Die Studie: Anita Woolley, Professorin an der Carnegy Mellon University, und ihr Kollege Thomas Malone von der MIT Sloan School haben untersucht, was Gruppen intelligent macht. Dafür stellten die beiden Professoren zahlreichen Gruppen Aufgaben und versuchten anschließend herauszufinden, welche Faktoren ein Team erfolgreich machen. Die Intelligenz der einzelnen Gruppenmitglieder und das Verständnis untereinander hatten wenig Einfluss. Entscheidend war die Geschlechterzusammensetzung. Die These: Die Anwesenheit von Frauen macht Teams besser.
aus Harvard Business manager 8/2011

Ist es beim Zusammenstellen eines Teams wirklich wichtiger, auf das Geschlecht der Mitglieder zu achten als auf deren Fähigkeiten?

Woolley Wir haben unsere Ergebnisse bis heute zweimal überprüft. Viele der Faktoren, die man bisher als Indikatoren ansieht, Teams besser und effizienter arbeiten zu lassen, können wir nicht belegen. Dinge wie die Gruppenzufriedenheit, der Gruppenzusammenhalt und die Motivation eines Teams haben offenbar keinen Einfluss auf die Leistung. Und Sie haben recht, wir sind auch der Meinung, dass die Intelligenz der einzelnen Gruppenmitglieder nur sehr wenig Einfluss auf die Klugheit des Kollektivs hat.

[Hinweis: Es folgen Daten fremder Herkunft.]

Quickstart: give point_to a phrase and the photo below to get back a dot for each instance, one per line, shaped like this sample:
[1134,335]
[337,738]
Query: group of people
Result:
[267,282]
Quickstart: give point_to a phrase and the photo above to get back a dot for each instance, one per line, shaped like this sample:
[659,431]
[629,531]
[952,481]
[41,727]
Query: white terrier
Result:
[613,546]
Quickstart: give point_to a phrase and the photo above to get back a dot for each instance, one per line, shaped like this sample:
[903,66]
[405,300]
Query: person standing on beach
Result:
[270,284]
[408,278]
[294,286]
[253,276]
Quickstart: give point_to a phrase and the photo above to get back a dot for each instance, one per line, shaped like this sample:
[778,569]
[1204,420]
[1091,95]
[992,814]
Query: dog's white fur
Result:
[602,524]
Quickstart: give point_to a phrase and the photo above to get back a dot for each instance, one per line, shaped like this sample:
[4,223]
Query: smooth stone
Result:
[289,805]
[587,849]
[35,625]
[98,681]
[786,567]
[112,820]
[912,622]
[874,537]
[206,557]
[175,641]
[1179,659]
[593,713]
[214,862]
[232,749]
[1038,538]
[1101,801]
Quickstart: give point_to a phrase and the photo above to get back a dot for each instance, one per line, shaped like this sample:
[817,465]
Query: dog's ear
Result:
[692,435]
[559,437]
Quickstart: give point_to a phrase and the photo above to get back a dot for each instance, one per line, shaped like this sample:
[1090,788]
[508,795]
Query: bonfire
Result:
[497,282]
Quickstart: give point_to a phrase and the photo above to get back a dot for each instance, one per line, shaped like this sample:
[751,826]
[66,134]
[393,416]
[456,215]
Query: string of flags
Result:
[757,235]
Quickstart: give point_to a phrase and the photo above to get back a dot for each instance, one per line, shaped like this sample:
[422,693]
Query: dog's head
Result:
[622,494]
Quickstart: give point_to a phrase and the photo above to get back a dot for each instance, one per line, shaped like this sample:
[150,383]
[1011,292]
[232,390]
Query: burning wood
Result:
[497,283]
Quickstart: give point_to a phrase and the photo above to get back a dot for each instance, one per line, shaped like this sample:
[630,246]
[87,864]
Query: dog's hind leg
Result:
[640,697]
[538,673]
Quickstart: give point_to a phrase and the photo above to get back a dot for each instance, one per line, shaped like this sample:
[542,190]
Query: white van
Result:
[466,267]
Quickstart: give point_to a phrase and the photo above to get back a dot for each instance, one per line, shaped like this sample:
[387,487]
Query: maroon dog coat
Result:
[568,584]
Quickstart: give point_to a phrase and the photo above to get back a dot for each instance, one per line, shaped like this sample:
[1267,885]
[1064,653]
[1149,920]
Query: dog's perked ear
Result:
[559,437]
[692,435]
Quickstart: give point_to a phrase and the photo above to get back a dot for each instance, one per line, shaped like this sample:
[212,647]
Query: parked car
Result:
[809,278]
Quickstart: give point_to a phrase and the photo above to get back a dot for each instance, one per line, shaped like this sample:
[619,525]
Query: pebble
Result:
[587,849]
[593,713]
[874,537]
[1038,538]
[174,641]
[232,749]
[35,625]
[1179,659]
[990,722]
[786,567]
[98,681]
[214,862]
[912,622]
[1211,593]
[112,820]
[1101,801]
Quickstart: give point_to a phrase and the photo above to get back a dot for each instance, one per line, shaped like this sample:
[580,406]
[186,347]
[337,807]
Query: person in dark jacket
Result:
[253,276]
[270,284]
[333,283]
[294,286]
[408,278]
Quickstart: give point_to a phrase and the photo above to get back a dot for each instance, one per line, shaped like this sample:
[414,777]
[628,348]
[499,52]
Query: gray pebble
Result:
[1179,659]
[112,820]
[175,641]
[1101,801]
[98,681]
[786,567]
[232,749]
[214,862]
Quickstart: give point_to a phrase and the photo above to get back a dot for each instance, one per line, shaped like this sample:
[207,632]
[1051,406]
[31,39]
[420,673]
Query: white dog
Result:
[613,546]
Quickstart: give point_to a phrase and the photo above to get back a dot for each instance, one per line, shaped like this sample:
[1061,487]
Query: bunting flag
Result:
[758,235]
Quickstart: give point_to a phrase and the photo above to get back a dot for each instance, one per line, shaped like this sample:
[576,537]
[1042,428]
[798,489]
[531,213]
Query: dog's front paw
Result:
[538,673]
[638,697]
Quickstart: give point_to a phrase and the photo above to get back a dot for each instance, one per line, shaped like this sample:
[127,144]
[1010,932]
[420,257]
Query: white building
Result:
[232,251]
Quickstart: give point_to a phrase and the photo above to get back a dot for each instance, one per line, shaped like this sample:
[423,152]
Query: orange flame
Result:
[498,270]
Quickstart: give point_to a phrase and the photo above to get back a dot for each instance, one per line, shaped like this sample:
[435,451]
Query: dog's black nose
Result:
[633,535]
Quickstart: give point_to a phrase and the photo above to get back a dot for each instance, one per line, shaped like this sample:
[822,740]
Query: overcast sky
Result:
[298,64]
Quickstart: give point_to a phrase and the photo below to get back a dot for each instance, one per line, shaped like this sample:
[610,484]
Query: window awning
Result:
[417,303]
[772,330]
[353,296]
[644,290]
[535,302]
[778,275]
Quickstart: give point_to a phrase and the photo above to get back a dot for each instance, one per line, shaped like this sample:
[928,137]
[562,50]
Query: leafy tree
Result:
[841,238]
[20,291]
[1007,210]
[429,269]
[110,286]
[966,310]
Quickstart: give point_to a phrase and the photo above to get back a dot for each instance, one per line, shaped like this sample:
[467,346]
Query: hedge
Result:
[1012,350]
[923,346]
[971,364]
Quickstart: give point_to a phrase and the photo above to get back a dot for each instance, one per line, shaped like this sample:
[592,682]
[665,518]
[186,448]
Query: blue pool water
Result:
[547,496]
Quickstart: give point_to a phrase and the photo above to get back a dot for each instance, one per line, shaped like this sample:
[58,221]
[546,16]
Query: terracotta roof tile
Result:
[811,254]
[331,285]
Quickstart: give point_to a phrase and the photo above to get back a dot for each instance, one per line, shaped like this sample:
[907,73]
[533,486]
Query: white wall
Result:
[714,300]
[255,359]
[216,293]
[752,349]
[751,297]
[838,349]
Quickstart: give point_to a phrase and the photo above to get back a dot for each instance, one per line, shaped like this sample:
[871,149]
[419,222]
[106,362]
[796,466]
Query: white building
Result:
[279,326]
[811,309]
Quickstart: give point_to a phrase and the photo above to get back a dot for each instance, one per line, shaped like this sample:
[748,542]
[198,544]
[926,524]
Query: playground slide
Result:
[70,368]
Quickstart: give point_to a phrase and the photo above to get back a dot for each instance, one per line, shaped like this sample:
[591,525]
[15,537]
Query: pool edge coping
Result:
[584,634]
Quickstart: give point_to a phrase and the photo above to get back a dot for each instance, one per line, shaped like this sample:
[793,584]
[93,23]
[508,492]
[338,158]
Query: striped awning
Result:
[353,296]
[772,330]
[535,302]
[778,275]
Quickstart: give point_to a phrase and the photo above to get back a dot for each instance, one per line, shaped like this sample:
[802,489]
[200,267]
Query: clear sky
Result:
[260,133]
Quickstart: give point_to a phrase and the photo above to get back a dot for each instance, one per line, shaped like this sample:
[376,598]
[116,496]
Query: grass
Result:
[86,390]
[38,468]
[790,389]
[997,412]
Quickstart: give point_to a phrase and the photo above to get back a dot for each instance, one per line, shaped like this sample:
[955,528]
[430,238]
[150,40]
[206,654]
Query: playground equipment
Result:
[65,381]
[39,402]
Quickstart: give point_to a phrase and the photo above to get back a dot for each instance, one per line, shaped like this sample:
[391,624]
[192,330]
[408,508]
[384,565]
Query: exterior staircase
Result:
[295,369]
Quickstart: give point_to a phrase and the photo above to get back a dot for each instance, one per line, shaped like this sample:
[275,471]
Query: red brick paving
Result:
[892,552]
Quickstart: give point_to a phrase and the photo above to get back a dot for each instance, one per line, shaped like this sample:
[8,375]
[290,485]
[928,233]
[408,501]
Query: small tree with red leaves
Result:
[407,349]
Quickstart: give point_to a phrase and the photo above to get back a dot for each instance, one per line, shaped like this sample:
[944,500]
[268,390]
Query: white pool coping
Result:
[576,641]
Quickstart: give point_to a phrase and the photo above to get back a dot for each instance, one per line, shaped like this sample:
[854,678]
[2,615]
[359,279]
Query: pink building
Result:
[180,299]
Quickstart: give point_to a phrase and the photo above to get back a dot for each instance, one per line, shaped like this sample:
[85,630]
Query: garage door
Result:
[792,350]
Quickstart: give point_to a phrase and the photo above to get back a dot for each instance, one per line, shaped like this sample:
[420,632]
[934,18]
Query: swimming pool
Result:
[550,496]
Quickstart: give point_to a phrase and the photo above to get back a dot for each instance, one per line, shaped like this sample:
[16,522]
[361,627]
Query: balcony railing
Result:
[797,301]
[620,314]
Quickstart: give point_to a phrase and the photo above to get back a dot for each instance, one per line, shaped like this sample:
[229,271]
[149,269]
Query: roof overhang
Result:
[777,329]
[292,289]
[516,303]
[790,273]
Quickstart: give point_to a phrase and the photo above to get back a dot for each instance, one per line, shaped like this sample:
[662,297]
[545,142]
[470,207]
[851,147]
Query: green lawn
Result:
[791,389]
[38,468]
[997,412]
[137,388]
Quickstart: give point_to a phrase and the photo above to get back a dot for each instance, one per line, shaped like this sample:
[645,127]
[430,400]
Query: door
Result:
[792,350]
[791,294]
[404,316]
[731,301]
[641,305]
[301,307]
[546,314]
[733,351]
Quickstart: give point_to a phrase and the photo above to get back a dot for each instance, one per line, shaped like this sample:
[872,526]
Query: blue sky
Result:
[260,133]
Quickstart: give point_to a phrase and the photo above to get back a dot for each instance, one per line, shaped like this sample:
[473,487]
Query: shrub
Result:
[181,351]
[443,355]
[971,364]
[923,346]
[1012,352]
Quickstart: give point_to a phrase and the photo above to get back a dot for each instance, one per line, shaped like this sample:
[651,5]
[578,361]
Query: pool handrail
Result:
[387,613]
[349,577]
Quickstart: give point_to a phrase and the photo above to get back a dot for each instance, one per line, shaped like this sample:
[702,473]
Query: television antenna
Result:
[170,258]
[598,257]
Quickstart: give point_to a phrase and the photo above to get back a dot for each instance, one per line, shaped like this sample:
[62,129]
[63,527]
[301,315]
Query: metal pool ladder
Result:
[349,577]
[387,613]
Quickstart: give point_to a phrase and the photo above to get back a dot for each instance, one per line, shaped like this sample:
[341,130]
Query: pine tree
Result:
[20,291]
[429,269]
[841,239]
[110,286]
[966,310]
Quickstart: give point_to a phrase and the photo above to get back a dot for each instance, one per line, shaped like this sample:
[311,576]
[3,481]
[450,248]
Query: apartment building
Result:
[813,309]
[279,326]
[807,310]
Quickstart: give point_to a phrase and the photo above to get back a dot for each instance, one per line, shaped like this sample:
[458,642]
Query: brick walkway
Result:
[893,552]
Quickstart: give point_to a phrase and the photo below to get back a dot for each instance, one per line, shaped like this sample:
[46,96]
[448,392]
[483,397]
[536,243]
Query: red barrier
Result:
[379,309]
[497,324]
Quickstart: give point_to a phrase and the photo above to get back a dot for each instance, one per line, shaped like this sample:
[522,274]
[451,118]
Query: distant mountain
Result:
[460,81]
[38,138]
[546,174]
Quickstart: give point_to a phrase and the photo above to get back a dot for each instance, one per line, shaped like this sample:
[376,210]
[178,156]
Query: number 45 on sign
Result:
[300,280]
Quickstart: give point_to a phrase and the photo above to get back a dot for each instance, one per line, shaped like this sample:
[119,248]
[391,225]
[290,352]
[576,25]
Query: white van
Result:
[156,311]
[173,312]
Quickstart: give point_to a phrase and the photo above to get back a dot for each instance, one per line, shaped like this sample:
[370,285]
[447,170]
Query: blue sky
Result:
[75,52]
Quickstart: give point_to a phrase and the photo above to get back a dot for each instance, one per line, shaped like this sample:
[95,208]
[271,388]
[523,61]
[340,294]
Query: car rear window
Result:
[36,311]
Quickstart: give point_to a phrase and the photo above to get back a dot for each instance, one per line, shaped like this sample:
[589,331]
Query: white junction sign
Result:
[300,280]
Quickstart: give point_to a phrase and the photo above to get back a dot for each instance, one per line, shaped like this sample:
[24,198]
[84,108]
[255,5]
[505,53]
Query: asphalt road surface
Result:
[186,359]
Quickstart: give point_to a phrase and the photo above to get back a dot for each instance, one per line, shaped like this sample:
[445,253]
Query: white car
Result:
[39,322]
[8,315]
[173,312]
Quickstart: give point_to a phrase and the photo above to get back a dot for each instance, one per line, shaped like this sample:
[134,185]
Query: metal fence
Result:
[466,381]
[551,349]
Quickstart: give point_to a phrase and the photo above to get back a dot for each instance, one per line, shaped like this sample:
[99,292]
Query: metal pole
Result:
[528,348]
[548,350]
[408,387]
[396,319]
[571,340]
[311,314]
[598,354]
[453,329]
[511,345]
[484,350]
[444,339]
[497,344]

Malone Bevor wir unsere Studie starteten, befürchteten wir, dass die Intelligenz einer Gruppe einfach der durchschnittlichen Intelligenz ihrer Mitglieder entspricht. Deshalb waren wir überrascht und geradezu begeistert, dass dem nicht so ist: Die Intelligenz der Individuen hat wenig Einfluss auf die Intelligenz einer Gruppe.

Aber das Geschlecht der Teammitglieder soll eine Rolle spielen?

Malone Unsere Ergebnisse deuten zumindest darauf hin, aber wir stehen bei ihrer Interpretation noch am Anfang. Dass Diversität und gemischte Teams für das Ergebnis einer Gruppe förderlich sind, ist ja fast schon ein Allgemeinplatz. Unsere Ergebnisse deuten jedoch darauf hin, dass es nicht nur auf eine Mischung der Geschlechter ankommt. Es scheint so zu sein, dass jede zusätzliche Frau die kollektive Intelligenz einer Gruppe maßgeblich erhöht.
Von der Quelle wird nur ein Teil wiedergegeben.